Für sein Regiedebüt ließ sich Gary Sherman (Tot & Begraben, Poltergeist III) vom schottischen Kannibalen Sawney Bean und dessen Familie inspirieren. Somit handelt "Tunnel der lebenden Leichen" vom Tabuthema Kannibalismus, doch aus einer interessant klingenden Geschichte, ist Sherman höchstens ein durchschnittlicher Genrevertreter gelungen.
Zur Story, die beiden Studenten Alex (David Ladd) und Patricia (Sharon Gurney) finden in der U-Bahn einen scheinbar leblosen Körper, doch als sie mit der Polizei zurückkehren, ist dieser spurlos verschwunden. Es handelt sich hierbei um den Regierungsbeamten James Manfred (James Cossins). Inspector Calhoun (Donald Pleasence) nimmt die Ermittlungen auf und stößt auf ein tragisches Ereignis, welches sich im Jahr 1892 ereignete und der Grund für die zahlreich verschwundenen Menschen in der U-Bahn zu sein scheint.
Hat man die ewig lange Titelmelodie überstanden, geht Sherman ohne Umschweife ans Eingemachte. Die düstere U-Bahn Station eignet sich hervorragend für diese Art von Film und da man noch nicht richtig weiß womit man es zu tun hat, löst "Tunnel der lebenden Leichen" schon mal eine Gänsehaut aus.
Hinzu kommt Inspector Calhoun, eine sehr ungewöhnliche Figur, die man in keine Schublade stecken kann. Seine teilweise seltsamen Allüren sorgen für etwas Humor, seine Arbeitsweise lässt real betrachtet aber zu wünschen übrig. Auch sind schon mehrere Menschen an der selben U-Bahn Station spurlos verschwunden und bisher hat sich niemand darum gekümmert. Calhouns Ermittlungen, auf die sich Sherman nun konzentriert, sind nicht immer interessant, besonders da des Rätsels Lösung schnell gefunden ist. Und warum das Kannibalenpärchen nicht längst an die Oberfläche gelangt ist, bleibt auch eine offene Frage.

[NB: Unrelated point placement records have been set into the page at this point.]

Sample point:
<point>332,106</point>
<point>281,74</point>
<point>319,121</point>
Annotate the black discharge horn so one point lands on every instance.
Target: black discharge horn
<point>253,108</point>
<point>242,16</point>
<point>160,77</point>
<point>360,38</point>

Die haben es sich da unten gemütlich gemacht (wo kommt das frische Stroh her?) und waren gerade im Begriff für Nachwuchs zu sorgen. Doch die Frau stirbt unerwartet und der Mann lässt seine Wut gleich an ein paar U-Bahn Arbeiter aus, wo es dann auch blutig zur Sache geht.
Auch sonst weiß Sherman für Grusel zu sorgen, seine minutenlangen Kamerafahrten durch das mit Leichen übersähte Lager der Kannibalen sorgt schon für ein ungutes Gefühl in der Magengegend, aber ein richtiger Spannungsaufbau will ihm nicht gelingen.
Vielleicht auch weil der sabbernde, dreckige und durch Pest verseuchte Kannibale einfach nicht furchteinflößend wirkt und man schon im Vorhinein ahnt, was Alex und Patricia noch geschieht. Da sie im Film noch weiter eine Rolle spielen, kann man sich denken, dass sie noch Bekanntschaft mit dem Kannibalen machen. Und bis Calhoun endlich seinen Hintern in die U-Bahn Schächte zwingt, dauert es viel zu lange. Stattdessen lässt er sich mit seinem Kollegen lieber in einer Kneipe volllaufen.
Selbst der MI-5 beginnt sich mit der Sache zu beschäftigen, aber den kleinen Gastauftritt von Christopher Lee hätte man sich schenken können. Nur Donald Pleasence scheint seine wahre Freude an dieser Rolle gefunden zu haben.
"Tunnel der lebenden Leichen" fehlt durchweg das Tempo und da man die Geschichte schon sehr früh kennt, sind die ausführlichen Ermittlungen von Calhoun nicht immer interessant. Gelungen sind Sherman hingegen die angsteinflößenden Sets, das Ganze hat eine gewisse deprimierende Wirkung. Aber der Film ist enorm dialoglastig, was Anflüge von Spannung sofort erstickt, wenigstens hatte Donald Pleasence seine Freude.